Anton Chekhov


‘Love’ begins with the narrator writing a long, poetic and lovelorn letter to the object of his affections, Sasha. It has to be absolutely perfect. However, her reply isn’t exactly what he expected. This superbly-observed short story serves as an allegory to the trials and tribulations faced by those falling in love. Wistful, whimsical, and funny, it’s an essential read for those who want to find out more about the man behind classic plays, such as ‘The Seagull.’
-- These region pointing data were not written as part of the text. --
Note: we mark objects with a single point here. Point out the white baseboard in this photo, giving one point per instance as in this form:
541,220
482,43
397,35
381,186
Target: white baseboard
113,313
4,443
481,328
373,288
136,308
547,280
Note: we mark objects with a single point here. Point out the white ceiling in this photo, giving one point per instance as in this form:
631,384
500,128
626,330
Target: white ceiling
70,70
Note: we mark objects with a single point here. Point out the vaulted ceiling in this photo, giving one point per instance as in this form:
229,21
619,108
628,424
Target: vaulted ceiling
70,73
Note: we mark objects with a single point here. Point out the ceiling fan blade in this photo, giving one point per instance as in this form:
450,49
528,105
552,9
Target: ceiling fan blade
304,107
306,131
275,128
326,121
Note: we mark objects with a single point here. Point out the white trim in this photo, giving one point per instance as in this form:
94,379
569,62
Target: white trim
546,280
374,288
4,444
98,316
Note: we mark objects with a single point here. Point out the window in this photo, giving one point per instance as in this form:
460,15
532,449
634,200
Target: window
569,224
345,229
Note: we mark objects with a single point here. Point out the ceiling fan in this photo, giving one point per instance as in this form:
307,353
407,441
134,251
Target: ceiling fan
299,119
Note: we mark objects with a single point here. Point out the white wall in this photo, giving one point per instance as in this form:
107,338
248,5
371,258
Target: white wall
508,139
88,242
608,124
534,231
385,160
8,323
Anton Pavlovich Chekhov (1860 — 1904) was born in Taganrog, in Southern Russia. The son of a grocer, and the third of six children, he was educated at the local Greek School. After Chekhov’s father became bankrupt, the family lived in poverty, before fleeing to Moscow to avoid debtor’s prison. However, a man called Selivanov paid the debts, for the price of the familial home and Chekhov was able to complete his education, funding himself through working as a tutor and selling short stories to the local newspaper.
After writing a series of tales for various publications, Chekhov started to gain critical attention. However, it was a trip to the Ukraine that put the literary wheels in motion. After the publication of his novella, ‘The Steppe,’ he was commissioned to write a play, resulting in ‘Ivanov.’
Over the course of his career, Chekhov wrote more than 200 short stories, and 14 plays. Works, such as ‘The Seagull,’ ‘The Cherry Orchard,’ and ‘Uncle Vanya,’ have been performed on stages across the world.